18 articles facing Hudson voters

HUDSON – Residents will get to weigh in on a total of 18 warrant articles, half of which deal with economic issues like salaries and benefits for town employees and replacement of an ambulance and a “drain suction” truck, at Saturday’s town Deliberative Session at the Community Center on Lions Avenue.

At the session, which starts at 9 a.m., registered voters will be given a presentation of each article, beginning with several proposed zoning amendments, followed by the “Selectmen’s articles,” which involve raises and other expenditures.

The complete Deliberative Session agenda, including details on each warrant article, can be viewed by going to www.ci.hudson.nh.us and clicking on the links on the “Public Notice” panels.

Voters will be able to discuss each item on the warrant, and then either approve or amend it. The version of the warrant agreed upon at the Deliberative Session will be voted on at the March 10 general election.

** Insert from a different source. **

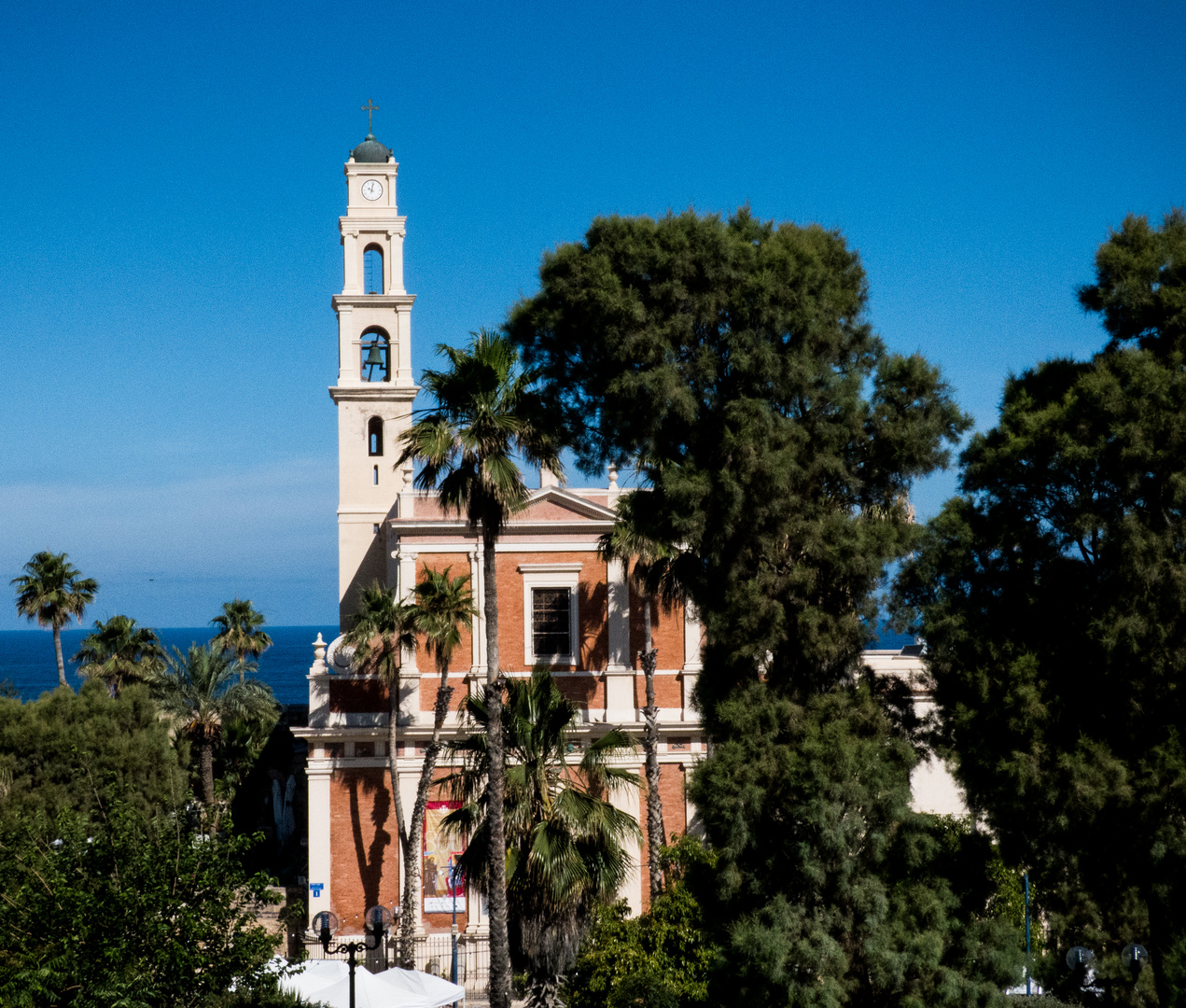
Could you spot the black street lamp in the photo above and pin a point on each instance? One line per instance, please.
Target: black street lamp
(379, 919)
(1134, 958)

>>Town Meeting ‘09<< Topping the spending proposals is Article 12, which asks voters to consider the proposed $26,935,059 operating budget for fiscal year 2010. The figure doesn't include salary and benefit increases, which are contained in separate warrant articles that will be voted on separately. Including those articles, the budget totals $27,467,435. If approved, the budget would raise the town portion of residents' tax bill to $4.84 per $1,000 of assessed valuation, an increase of roughly 3.8 percent over the current rate of $4.66. For a house assessed at $250,000, for example, the increase would add $45 to the annual tax bill. The current overall tax rate of $15.96 per $1,000 is broken down four ways: town, $4.66; school, $7.99; state, $2.28; and county, $1.03. The default budget, which would go into effect by law if the operating budget is rejected by voters, is $26,886,556. At its public hearing in January, the budget committee voted 8-3 to recommend passage of the budget. Members opposing the recommendation are Steve Hellwig, Jon Maltz and John Drabinowicz. The budget committee also supported the other articles calling for personnel raises or other town expenditures. It was unanimous in recommending three articles: Article 13, which calls for roughly $23,000 for a part-time senior services director; Article 14, which asks for the purchase of a replacement ambulance; and Article 16, which calls for an appropriation of $50,000 to start the Senior Center Capital Reserve Fund. The closest vote - 6-4 - came on Article 17, which calls for $25,000 to begin studying land for a possible future fire station.